Que Édiacarien, quant à lui, est connu pour ses créatures visqueuses et spongieuses qui ressemblent à des primevères, des escargots et des anémones de mer. Ce fut une période de grandes expérimentations évolutives qui aboutit à de nombreuses impasses et fut marquée par un déclin brutal de la biodiversité avant le retour de la vie au Cambrien.

Cependant, des recherches récentes suggèrent que premiers écosystèmes complexes aurait pu se former dans l’Édiacarien, avec un Enquête 2022 décrit des structures communautaires de plus en plus complexes dans les fossiles de la fin de l’Édiacarien.

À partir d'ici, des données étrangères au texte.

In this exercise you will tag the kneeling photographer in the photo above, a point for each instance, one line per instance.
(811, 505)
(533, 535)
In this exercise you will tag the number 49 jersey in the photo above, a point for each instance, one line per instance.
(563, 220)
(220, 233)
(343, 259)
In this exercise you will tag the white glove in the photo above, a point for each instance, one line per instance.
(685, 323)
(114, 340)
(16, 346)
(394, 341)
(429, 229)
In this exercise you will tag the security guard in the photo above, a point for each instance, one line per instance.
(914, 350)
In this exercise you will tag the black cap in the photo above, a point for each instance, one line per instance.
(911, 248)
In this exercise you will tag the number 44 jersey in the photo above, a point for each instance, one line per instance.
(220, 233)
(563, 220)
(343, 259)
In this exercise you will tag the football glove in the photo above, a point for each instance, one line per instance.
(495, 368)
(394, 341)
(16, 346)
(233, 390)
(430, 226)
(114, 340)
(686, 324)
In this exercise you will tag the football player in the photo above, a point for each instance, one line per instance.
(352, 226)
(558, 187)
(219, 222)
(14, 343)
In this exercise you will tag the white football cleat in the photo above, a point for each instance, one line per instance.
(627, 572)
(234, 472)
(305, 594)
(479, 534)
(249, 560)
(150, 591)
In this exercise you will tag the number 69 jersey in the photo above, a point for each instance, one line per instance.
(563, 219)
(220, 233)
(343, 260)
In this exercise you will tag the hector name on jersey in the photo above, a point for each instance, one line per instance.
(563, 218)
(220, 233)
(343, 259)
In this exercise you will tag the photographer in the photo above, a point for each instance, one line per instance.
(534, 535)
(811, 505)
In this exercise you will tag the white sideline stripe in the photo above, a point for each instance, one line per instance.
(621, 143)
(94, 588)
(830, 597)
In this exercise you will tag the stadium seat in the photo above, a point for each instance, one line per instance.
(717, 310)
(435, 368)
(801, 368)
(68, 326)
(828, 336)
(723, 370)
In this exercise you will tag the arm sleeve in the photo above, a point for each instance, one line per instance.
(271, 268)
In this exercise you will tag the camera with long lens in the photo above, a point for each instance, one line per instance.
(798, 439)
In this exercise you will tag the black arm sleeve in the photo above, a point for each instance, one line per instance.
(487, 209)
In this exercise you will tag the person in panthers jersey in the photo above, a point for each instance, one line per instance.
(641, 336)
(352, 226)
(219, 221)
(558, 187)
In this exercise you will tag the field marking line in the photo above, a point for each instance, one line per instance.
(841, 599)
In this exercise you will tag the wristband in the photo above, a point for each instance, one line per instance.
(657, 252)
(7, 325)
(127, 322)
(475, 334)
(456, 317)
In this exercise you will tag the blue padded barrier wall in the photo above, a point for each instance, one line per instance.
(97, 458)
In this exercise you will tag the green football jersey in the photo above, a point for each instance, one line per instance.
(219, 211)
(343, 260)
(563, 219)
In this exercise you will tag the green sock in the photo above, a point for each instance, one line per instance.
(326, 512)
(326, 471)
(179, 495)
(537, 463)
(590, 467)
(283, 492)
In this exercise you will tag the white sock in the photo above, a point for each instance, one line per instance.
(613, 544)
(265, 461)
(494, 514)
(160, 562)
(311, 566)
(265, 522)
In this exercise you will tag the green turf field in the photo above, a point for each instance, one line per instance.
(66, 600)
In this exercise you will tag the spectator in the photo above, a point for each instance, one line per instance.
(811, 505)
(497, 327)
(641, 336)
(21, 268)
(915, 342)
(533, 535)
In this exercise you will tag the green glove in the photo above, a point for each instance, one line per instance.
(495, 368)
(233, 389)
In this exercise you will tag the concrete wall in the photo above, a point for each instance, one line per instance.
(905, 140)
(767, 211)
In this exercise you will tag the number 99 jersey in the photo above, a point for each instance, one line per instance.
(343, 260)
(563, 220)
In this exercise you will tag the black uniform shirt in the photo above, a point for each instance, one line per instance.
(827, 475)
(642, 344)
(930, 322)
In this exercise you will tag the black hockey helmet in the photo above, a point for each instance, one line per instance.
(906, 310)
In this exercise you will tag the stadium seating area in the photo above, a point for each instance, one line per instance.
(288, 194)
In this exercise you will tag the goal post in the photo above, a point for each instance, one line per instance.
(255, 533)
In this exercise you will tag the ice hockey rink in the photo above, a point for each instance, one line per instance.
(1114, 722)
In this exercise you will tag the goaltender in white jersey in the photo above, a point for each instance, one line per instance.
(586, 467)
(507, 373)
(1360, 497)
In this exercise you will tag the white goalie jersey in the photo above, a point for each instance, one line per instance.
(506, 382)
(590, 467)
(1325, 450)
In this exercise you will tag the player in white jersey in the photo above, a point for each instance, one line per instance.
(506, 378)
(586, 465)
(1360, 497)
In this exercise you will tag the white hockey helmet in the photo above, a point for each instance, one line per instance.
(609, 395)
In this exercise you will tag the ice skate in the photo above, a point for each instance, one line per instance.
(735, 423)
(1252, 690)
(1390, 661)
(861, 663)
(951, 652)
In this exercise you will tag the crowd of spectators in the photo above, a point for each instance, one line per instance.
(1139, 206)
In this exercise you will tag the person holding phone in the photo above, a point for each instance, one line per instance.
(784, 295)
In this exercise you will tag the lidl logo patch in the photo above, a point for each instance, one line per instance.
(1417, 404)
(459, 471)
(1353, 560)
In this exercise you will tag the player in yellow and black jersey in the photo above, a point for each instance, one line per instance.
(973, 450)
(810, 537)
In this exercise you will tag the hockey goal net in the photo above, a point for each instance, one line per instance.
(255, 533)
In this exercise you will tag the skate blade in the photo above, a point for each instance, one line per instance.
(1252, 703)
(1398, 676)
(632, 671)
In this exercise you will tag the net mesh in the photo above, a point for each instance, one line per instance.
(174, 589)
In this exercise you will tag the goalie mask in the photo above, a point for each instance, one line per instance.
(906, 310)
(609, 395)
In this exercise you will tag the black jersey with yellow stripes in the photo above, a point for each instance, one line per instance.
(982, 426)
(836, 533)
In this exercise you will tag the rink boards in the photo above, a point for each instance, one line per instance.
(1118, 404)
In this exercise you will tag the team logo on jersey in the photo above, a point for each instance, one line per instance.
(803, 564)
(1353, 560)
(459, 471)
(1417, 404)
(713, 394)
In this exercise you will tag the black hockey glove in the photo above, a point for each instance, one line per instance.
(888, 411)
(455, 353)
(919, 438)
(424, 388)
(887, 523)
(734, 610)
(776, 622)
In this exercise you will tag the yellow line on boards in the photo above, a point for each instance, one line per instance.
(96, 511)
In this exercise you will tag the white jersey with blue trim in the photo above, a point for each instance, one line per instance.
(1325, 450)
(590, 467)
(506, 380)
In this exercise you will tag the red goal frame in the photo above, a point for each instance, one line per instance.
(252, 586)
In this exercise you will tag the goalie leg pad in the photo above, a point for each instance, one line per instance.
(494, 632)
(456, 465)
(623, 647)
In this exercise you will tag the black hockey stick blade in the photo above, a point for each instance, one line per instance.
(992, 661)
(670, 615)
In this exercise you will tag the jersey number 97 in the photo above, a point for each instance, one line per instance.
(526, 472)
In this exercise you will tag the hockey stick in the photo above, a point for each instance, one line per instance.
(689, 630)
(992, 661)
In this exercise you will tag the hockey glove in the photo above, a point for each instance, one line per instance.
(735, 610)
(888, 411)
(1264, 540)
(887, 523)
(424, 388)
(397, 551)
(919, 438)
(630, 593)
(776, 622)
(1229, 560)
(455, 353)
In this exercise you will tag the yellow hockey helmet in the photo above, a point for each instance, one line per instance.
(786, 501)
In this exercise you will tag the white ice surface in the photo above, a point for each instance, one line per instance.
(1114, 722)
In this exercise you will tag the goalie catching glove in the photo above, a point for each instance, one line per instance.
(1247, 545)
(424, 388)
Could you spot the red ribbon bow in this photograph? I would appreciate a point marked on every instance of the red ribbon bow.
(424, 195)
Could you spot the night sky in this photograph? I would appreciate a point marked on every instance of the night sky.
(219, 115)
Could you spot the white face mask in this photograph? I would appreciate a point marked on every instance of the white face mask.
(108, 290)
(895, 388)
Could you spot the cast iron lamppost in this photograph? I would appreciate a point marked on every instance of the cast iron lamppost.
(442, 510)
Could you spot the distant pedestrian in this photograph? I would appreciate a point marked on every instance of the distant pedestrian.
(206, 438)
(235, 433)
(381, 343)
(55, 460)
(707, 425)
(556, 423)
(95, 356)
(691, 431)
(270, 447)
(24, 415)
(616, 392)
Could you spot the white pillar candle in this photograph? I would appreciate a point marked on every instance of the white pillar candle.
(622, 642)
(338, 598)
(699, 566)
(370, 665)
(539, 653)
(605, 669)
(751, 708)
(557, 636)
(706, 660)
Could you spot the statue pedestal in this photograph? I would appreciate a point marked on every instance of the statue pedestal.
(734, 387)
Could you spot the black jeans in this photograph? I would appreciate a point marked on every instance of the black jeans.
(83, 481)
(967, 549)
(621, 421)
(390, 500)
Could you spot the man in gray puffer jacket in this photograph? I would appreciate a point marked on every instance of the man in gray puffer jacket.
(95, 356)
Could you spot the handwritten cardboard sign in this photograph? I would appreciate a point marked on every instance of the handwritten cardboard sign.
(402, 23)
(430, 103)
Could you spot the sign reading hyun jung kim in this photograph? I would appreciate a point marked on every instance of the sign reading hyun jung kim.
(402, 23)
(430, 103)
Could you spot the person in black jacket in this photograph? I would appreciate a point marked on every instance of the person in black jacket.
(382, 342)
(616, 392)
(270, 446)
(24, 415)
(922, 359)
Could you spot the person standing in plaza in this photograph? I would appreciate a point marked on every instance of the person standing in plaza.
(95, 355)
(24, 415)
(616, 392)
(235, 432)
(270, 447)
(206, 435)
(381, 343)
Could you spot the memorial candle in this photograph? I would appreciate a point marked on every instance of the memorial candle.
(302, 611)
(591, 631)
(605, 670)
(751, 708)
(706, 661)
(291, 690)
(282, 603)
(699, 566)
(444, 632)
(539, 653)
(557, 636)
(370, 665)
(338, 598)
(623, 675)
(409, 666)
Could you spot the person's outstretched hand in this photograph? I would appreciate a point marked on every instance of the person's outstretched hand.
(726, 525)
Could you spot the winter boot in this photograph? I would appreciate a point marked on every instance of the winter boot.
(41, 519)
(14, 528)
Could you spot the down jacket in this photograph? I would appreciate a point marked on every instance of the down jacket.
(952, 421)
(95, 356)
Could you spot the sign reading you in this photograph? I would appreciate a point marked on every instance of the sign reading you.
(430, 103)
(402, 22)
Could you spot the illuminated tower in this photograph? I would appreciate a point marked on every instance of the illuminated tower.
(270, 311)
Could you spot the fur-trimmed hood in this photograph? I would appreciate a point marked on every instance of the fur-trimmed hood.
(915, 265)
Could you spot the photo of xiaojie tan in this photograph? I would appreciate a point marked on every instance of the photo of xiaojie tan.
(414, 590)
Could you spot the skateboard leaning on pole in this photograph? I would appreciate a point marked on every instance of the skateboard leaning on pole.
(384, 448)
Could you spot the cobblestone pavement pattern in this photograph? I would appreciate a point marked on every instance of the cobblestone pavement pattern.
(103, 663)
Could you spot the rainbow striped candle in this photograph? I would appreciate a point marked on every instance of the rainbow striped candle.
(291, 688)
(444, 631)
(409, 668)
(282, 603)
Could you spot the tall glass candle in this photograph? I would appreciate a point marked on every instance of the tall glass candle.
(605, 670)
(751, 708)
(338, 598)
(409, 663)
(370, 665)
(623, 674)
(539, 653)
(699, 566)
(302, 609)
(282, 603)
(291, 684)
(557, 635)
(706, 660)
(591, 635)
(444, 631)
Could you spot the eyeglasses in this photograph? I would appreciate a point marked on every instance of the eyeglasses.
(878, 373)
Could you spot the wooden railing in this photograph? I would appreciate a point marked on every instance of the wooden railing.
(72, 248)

Mais la vie a besoin d’oxygène pour devenir plus grande et plus complexe. Les animaux marins microscopiques et les champignons peuvent survivre dans des océans pauvres en oxygène, mais les animaux plus grands et mobiles, dotés de plans corporels complexes, ont besoin de plus d’oxygène pour répondre à leurs besoins métaboliques.

“Un écosystème animal complexe impliquant de longues chaînes alimentaires et des prédateurs nécessite des quantités encore plus grandes d’oxygène, comme l’indique exclusion d’écosystèmes aussi complexes du moderne zone minimale d’oxygène“, Huang et collègues expliquer.

Il semble que la vie à l’Édiacarien ait saisi son moment lorsque le champ magnétique terrestre s’est estompé, même si beaucoup de ces créatures étaient destinées à se retrouver dans une impasse évolutive.

L’étude est publiée dans Communication Terre & Environnement.